That is until you hear the music .Martyn Ware had stated that pop music was something to be enjoyed ,that it couldn't change the world It is, he said," A confection". Yet the songs on Penthouse and Pavement were hardly lightweight wispy throwaway ditties. Recorded "dry"( a technical term for an absence of reverb ) the songs, specifically those on the old vinyl side one-dubbed the "Funky" side- absolutely wallop out of the speakers. There is genuine sonic clout on Penthouse and Pavement and it still sounds great today.
This clout, this aggression came not just from the bands chosen themes. Martyn Ware and Ian Craig Marsh ,especially Ware, were still seething at being kicked out of The Human League and this fuelled a creative binge which meant the second ,more electronic side, of the album was recorded in just one week. All this , and of course some terrific songs mean that Penthouse and Pavement is one of the great pop albums from the early eighties.

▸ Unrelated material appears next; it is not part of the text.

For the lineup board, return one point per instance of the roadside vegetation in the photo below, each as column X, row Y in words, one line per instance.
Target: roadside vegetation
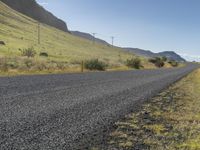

Despite the cover -a part of their distinctly anti-rock stance and a send up of artists as multinational assets- the band were not above social polemic and anti-establishment subversion. Single "(We Don't Need This) Fascist Groove Thang" ,written between President Reagan's election and inauguration, was a protest at the shift to the right wing .The album though is aspirational though what it actually aspires to has been misconstrued. Songs like the brilliant "Play To Win" are about breaking free from home , from the norm and heading out into the world and not about striving for success and monetary gain.